See Section 6.3 for more information.

Memory Channel interconnect

The Memory Channel interconnect is a high-speed interconnect designed specifically for the needs of clusters. The Memory Channel interconnect provides both broadcast and point-to-point connections between cluster members.

TruCluster Server provides a Memory Channel application programming interface (API) library, which is the same as that provided in the TruCluster Production Server Software product.

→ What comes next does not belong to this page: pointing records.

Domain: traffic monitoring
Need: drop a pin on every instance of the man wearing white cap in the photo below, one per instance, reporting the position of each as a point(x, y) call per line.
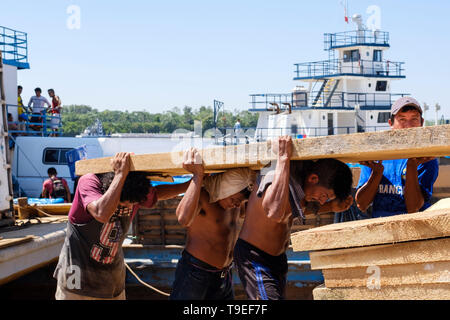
point(209, 209)
point(398, 186)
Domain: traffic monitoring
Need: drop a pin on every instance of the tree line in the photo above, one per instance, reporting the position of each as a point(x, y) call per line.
point(76, 118)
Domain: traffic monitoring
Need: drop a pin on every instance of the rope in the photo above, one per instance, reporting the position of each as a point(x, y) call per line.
point(145, 284)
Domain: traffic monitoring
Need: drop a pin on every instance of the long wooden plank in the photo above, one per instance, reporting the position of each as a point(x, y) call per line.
point(425, 251)
point(6, 243)
point(407, 292)
point(361, 233)
point(391, 144)
point(395, 275)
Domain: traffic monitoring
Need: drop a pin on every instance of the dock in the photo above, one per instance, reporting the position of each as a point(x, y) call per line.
point(30, 247)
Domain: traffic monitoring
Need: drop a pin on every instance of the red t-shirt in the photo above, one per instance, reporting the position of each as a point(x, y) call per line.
point(89, 189)
point(48, 185)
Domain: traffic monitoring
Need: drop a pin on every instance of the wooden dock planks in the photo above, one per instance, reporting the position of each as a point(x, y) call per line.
point(400, 257)
point(431, 141)
point(400, 228)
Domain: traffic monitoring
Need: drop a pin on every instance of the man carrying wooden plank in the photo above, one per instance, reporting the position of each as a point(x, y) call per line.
point(209, 209)
point(91, 263)
point(403, 185)
point(278, 197)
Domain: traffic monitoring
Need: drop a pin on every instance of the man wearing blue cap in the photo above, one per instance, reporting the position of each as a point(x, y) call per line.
point(398, 186)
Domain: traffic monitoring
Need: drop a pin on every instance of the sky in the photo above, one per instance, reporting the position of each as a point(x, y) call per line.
point(155, 55)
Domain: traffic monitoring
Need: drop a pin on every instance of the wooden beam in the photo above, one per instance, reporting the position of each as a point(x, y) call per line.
point(424, 251)
point(392, 144)
point(407, 292)
point(399, 228)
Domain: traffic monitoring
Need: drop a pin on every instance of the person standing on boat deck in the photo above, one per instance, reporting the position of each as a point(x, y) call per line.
point(55, 111)
point(38, 102)
point(91, 263)
point(279, 196)
point(21, 112)
point(209, 209)
point(55, 187)
point(398, 186)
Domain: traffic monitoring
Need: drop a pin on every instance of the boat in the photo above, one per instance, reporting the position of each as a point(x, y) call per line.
point(348, 93)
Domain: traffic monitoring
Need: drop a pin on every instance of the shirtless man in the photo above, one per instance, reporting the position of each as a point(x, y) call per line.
point(209, 209)
point(260, 251)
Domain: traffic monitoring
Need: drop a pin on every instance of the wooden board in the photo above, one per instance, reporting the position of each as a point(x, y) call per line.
point(399, 228)
point(5, 243)
point(391, 144)
point(425, 251)
point(407, 292)
point(394, 275)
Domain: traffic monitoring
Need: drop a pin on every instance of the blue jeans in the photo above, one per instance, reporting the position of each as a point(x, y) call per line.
point(197, 280)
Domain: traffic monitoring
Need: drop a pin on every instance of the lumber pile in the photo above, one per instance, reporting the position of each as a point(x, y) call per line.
point(26, 211)
point(401, 257)
point(431, 141)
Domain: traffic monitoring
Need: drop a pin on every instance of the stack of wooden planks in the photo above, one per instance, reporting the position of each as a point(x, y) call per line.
point(392, 144)
point(26, 211)
point(401, 257)
point(159, 225)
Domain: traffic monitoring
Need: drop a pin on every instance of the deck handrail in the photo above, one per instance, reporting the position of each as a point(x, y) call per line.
point(336, 67)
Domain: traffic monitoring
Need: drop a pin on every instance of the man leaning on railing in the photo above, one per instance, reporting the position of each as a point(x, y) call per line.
point(38, 110)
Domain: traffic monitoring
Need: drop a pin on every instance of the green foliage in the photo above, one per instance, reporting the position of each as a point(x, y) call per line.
point(76, 118)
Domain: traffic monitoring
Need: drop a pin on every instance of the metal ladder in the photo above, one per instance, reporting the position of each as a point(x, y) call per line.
point(4, 135)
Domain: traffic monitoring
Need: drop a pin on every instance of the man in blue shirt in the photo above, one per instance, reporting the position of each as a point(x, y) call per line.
point(398, 186)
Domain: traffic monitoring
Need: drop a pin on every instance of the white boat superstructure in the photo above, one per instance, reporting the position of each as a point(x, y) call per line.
point(349, 92)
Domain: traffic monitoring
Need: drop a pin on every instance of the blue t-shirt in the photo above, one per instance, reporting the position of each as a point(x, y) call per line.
point(390, 199)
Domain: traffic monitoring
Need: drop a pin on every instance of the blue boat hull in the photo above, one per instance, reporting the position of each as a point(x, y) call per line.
point(156, 266)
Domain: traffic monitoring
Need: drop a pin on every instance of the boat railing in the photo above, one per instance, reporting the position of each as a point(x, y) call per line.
point(246, 135)
point(280, 102)
point(356, 38)
point(340, 67)
point(14, 46)
point(30, 124)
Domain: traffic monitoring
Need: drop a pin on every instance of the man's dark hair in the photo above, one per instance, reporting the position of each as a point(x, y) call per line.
point(333, 174)
point(404, 109)
point(135, 188)
point(246, 193)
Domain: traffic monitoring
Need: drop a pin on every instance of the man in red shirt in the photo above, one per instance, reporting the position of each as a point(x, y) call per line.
point(91, 264)
point(55, 187)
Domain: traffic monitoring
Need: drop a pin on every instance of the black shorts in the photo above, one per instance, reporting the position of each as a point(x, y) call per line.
point(262, 275)
point(197, 280)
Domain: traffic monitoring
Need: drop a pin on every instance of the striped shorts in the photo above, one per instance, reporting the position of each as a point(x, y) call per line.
point(262, 275)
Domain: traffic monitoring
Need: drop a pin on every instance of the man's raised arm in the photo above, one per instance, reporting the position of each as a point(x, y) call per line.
point(275, 199)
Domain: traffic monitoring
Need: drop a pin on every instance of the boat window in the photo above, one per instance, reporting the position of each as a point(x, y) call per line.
point(381, 86)
point(55, 156)
point(377, 55)
point(383, 117)
point(351, 55)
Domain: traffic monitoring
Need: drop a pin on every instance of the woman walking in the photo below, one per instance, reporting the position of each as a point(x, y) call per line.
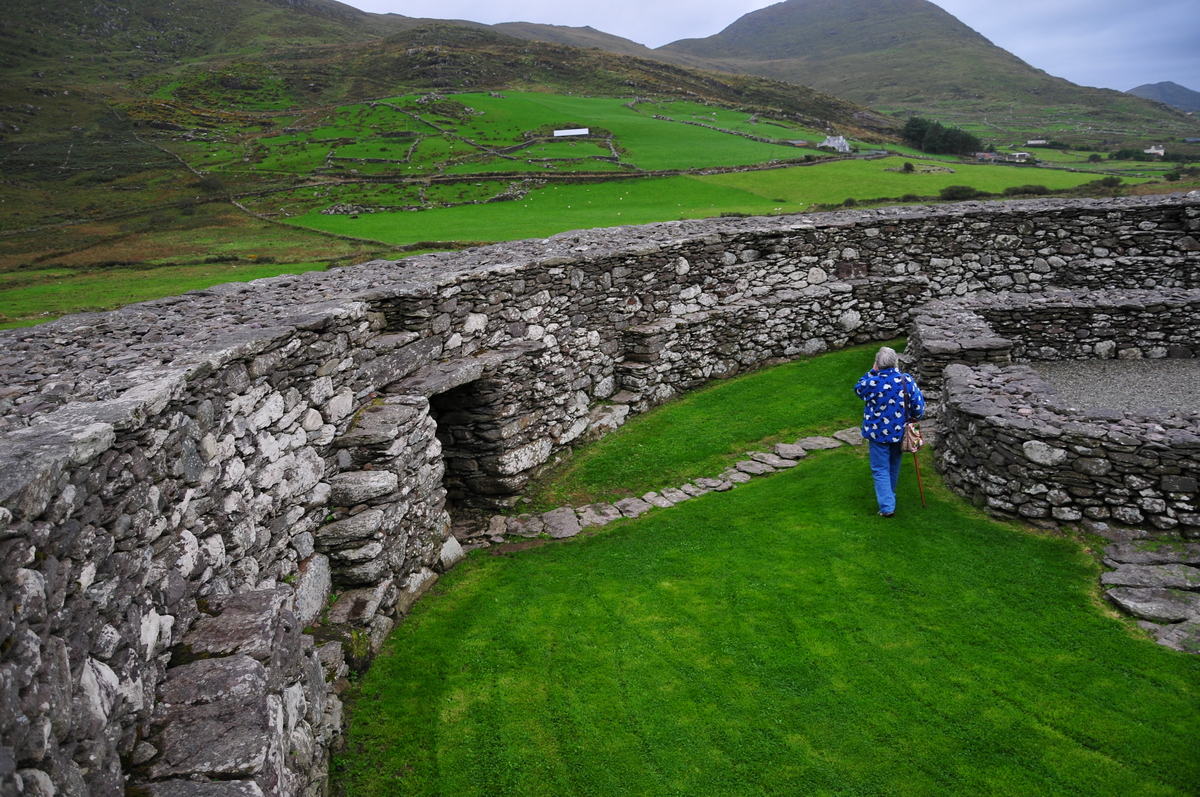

See Chapter 7 for more information on the Memory Channel interconnect. See the TruCluster Server Highly Available Applications manual for a description of the Memory Channel API.

Internode Communication Subsystem (ICS) optimized for Memory Channel

In Version 5.0A, the Internode Communication Subsystem (ICS) Memory Channel Transport (MCT) provides higher performance, better scalability, and quicker failure detection than the previous TruCluster Server implementation of ICS that used TCP/IP over Memory Channel. ICS MCT takes full advantage of the features offered by Memory Channel for optimized data transfer and copy avoidance. It also takes advantage of Memory Channel features for failure detection rather than relying on TCP/IP timeouts.

In addition, the ICSNET network driver provides a network interface for the Memory Channel. Because the driver uses ICS to communicate with other cluster members, it is interconnect-independent.

Distributed lock manager (DLM)

TruCluster Server supports the DLM and its API, which is the same as that provided in the TruCluster Production Server Software product.

See Chapter 8 for a description of the DLM. See the TruCluster Server Highly Available Applications manual for a description of the DLM API.

Single-system management

Because a cluster uses CFS, all systems' configuration files are available for management. The SysMan suite of graphical management utilities provides an integrated view of the cluster environment, letting you manage a single member or the entire cluster.

See Chapter 9 for an overview of cluster installation and administration.

Rolling Upgrade/Patch TruCluster Server Version 5.0A contains the software infrastructure required to support rolling upgrades and patches. Customers who install TruCluster Server Version 5.0A will be able to perform a rolling upgrade to subsequent TruCluster Server releases, and roll patches onto a Version 5.0A cluster.
Single Security Domain

Because a cluster uses CFS, there is a single copy of security administration files such as /etc/passwd and /etc/group. A user authenticated on one member has access to all members. A user with access to a file on one member has access to that file from any member. Access control lists (ACLs) are uniformly available to all members.

Expanded process IDs (PIDs) PIDs are expanded to a full 32-bit value. PIDs are unique across a cluster. Each cluster member has a block of numbers that it assigns as PIDs.